Euthanasie : elle veut mourir et interpelle les candidats à la présidentielle

Euthanasie : elle veut mourir et interpelle les candidats à la présidentielle
"Prenez donc vos responsabilités", a lancé Anne Bert aux candidats (photo d'illustration).

Orange avec AFP, publié le vendredi 24 mars 2017 à 15h12

Une Française de 59 ans, condamnée par la maladie de Charcot qui paralyse progressivement tous ses muscles, a choisi de se rendre en Belgique pour pouvoir mourir dans la dignité. Elle estime que la loi Claeys-Leonetti, votée à l'unanimité en 2016, ne répond pas au droit des malades à disposer de leur corps.

Anne Bert ne veux pas d'"une mort violente.

Ni vivre grabataire avec une respiration artificielle". Elle aime "trop la vie pour cela". Dans une interview publiée vendredi 24 mars par Le Parisien, cette romancière et directrice de collection installée en Charente-Maritime explique qu'"en accord avec (s)a famille", elle a "décidé de devancer l'horreur" et d'aller mourir en Belgique, où le suicide médical assisté est autorisé.

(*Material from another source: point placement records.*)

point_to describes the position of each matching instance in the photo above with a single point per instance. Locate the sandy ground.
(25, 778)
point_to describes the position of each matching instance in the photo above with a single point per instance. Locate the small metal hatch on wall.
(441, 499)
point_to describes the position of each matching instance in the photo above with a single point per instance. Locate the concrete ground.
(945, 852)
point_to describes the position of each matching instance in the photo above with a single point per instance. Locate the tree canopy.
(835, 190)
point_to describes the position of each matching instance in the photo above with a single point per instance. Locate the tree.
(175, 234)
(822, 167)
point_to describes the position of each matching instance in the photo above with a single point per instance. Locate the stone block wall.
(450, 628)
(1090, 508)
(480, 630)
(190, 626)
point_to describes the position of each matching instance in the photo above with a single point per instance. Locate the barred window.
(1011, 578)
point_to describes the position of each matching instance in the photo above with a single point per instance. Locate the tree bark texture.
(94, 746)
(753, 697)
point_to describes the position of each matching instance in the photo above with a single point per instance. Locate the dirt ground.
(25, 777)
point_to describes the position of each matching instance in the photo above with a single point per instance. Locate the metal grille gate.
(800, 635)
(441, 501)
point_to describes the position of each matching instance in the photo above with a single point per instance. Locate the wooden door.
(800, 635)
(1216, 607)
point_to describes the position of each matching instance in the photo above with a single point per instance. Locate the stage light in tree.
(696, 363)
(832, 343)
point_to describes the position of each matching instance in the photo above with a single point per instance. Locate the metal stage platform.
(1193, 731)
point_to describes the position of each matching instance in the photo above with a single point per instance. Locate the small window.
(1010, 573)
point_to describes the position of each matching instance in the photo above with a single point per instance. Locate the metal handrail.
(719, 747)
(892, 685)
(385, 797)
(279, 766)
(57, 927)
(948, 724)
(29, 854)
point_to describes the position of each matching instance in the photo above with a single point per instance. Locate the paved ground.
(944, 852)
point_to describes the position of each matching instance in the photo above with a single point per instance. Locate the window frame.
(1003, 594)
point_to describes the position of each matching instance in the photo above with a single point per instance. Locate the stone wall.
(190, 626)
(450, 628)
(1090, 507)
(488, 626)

Anne Bert s'est vue diagnostiquer sa maladie incurable en 2015. "Aujourd'hui, je ne peux plus tourner les pages d'un journal", explique-t-elle au quotidien. Ses mains ne répondent quasiment plus et la maladie progresse vite. Elle partira pour la Belgique quand elle "ne pourra plus se nourrir elle-même". D'ici à la fin de l'été selon les médecins. Dans la majorité des cas, la maladie entraîne la mort dans les trois ans qui suivent l'apparition des premiers symptômes. "Cela effraie mon entourage", ajoute-t-elle. "C'est un timing qu'ils n'imaginaient pas". "Plus on s'en rapproche, plus c'est dur", confie son mari, Rémi. "Il faut se projeter au quotidien. Et imaginer l'après".

LES CANDIDATS À L'ÉLECTION PRÉSIDENTIELLE INTERPELLÉS

La France proscrit l'aide active à mourir mais autorise une mise "sous sédation profonde et continue jusqu'au décès". Cette sédation n'est possible qu'en cas de maladie incurable, de pronostic vital engagé à court terme ou encore de résistance aux traitements antidouleur. A contrario, la Belgique est un des pays européens à autoriser l'euthanasie. Habituellement réticents face aux demandes des patients étrangers, Anne Bret a obtenu la possibilité de se rendre outre-Quiévrain grâce à son entourage installé de l'autre côté de la frontière, explique-t-elle. L'euthanasie se déroulera "en milieu hospitalier" avec la prise d'un somnifère suivi d'une injection létale. "Je n'ai pas peur de la mort mais de la souffrance et de la déchéance physique", déclare-t-elle.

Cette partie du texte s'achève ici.